During the day we produce less melatonin, while at night, the body knows to produce more when it gets dark out and it’s time to hit the pillowcase. However, some nights natural hormones might not work as well as we want it to. The sleeping aid dosage can be taken in the form of a tablet, capsule or lozenges that you can place under your tongue.
“Where we do routinely use melatonin in sleep medicine is for helping to shift the body’s circadian rhythm,” said Dr. Shelby Harris, director of sleep health at Sleepopolis. “We use tiny doses (1/2 to 1mg max!) at very specificity times multiple hours before bed to help gradually shift the body clock.”
“People think that melatonin is a natural cure for insomnia but the reality is that there’s not a lot of data in support of this,” Dr. Harris said. “They also tend to take way too much of it. Anything more than 3mg is considered a hefty dose.”
Can Melatonin Affect Athletic Performance?
In a study, it was found that daily ingestion of melatonin among males might lead to a negative influence on exercise performance. Among participants in the study, 5mg or 8mg of melatonin was given to participants before 30 minutes of physical activity.
Taking a 5mg dose included some common side effects such as “increased psychomotor and cognitive performance, weariness, and excessive sleepiness.”

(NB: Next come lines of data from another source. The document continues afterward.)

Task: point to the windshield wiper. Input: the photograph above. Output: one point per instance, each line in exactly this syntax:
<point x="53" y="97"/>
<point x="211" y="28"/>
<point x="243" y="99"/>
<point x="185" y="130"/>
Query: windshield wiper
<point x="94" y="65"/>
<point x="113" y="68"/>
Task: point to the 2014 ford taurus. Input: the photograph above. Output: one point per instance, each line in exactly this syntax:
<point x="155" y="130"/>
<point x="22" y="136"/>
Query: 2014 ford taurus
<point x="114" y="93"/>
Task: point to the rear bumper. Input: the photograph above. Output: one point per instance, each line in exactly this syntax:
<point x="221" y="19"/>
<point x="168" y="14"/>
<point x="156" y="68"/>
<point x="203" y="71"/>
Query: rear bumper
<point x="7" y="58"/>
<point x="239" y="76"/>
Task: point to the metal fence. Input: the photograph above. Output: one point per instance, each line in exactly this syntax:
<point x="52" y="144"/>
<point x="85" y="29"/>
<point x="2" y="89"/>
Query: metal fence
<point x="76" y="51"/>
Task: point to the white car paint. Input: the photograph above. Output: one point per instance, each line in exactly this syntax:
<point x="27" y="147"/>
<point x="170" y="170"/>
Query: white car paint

Contrary to Tsitsipas’s decision of taking melatonin before his match, the study suggests that melatonin should not be taken 30 minutes or more before if you plan on engaging in some athletic activities as it can impact the circadian rhythm.
Safe Consumption of Melatonin for Athletes
No matter what type of physical activity you might be taking part in, sleep is vital for matches on the court or a session in the gym. It might be tempting to take a quick nap with melatonin before you head to match on the tennis court or a gym session. This will possibly do more harm than good as your body’s internal clock will take over your body’s ability to perform athletically.
Some options for a better use of melatonin could include taking the recommended dosage hours before you go to sleep so your body can slowly adjust to its internal clock. Within this time frame, you should avoid engaging in any physical activity as your body begins to feel the effects of the supplement.
“In sleep medicine, we use very small doses of melatonin multiple hours before bed to help gradually shift the body’s clock (circadian rhythm) in people with delayed sleep phase disorder, jet lag syndrome, shift work sleep disorder, and occasionally for insomnia,” Dr. Harris added.
Also, since melatonin is not approved by the FDA, it is important to look at the dosages because each over the counter prescription might vary in ingredients and recommended dosages.
Overall, to perform your best athletically the most crucial priority is to prevent sleep deprivation to reap the benefits, such as increased cognitive function and heart health. Also, if melatonin doesn’t suit you it could be helpful to try out some other natural remedies such as tart cherry juice and banana peel tea.
“Quality sleep is the foundation on which everything else is built- If you want to lose weight, improve your workouts, better your mental health, or increase your energy levels, better sleep can make accomplishing those things easier,” Dr Harris said.